A principal porta de entrada do agente no eqüino, muito provavelmente, é o trato digestivo. Em infecção experimental do cavalo por via oral verificou-se altas concentrações de anticorpos antibrucélicos, assim como uma intensa bacteremia15. No entanto, não se conhece a transmissão da doença de cavalo a cavalo, mas pode ser transmitida do cavalo ao homem. Em cavalos criados em co-habitação com bovinos em áreas de elevada taxa de infecção da brucelose é comum encontrar eqüinos com níveis elevados de títulos aglutinantes3.

Em culturas de amostras de sangue ou da medula óssea pode-se isolar o agente, especialmente durante a fase aguda da doença. Demonstração da conversão sorológica (aumento de quatro vezes no título de anticorpos) nas amostras de soro colhidas com 2-3 semanas de intervalo significa diagnóstico positivo para brucelose.

Podem ser empregados os testes de fixação do complemento, ELISA, teste de Rosa-Bengala, teste de aglutinação em placa com antígeno tamponado e ELISA de competição (CELISA).
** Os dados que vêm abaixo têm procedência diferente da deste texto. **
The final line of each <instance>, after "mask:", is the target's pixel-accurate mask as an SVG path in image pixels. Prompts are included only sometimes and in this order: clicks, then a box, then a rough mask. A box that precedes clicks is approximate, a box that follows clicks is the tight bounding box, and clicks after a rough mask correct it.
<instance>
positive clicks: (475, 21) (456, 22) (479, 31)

O tratamento do mal da cernelha com antimicrobianos usualmente é demorado e de resultado duvidoso. As lesões, quando abertas, podem constituir-se na via de eliminação do agente e, por conseguinte, aumenta a carga contaminante no ambiente de criação.
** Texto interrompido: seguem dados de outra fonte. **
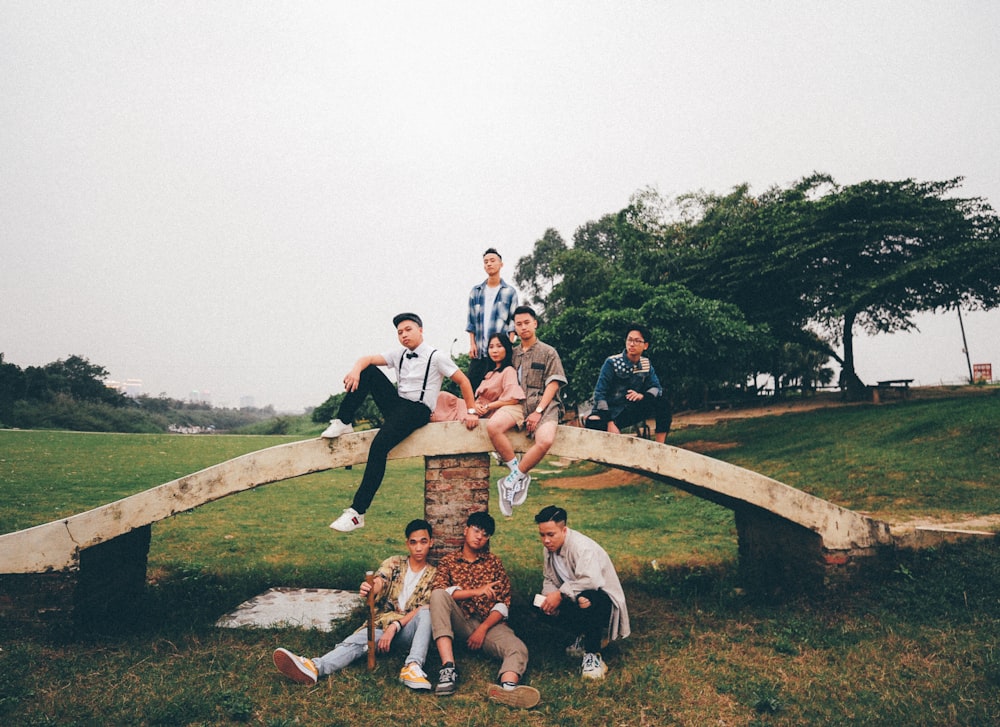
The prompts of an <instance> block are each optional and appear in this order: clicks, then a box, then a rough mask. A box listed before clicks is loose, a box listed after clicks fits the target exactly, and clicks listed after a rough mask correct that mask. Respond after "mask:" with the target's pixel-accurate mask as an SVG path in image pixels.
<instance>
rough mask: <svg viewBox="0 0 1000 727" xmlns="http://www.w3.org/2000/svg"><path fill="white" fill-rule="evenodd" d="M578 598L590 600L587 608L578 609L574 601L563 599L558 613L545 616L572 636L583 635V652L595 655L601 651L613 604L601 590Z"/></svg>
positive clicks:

Não existem vacinas para uso em eqüinos. A vacina B19 foi utilizada em eqüinos, no entanto, não existem dados sobre a sua eficácia. A morte de animais por brucelose, além do problema do feto abortado, é rara. Nos eqüinos, o abortamento não é comum16.

A Brucelose é uma doença de notificação obrigatória no País e faz parte da lista de doenças do código de animais terrestres da Organização Internacional de Epizotias (OIE) , no entanto nada consta em relação à espécie eqüina.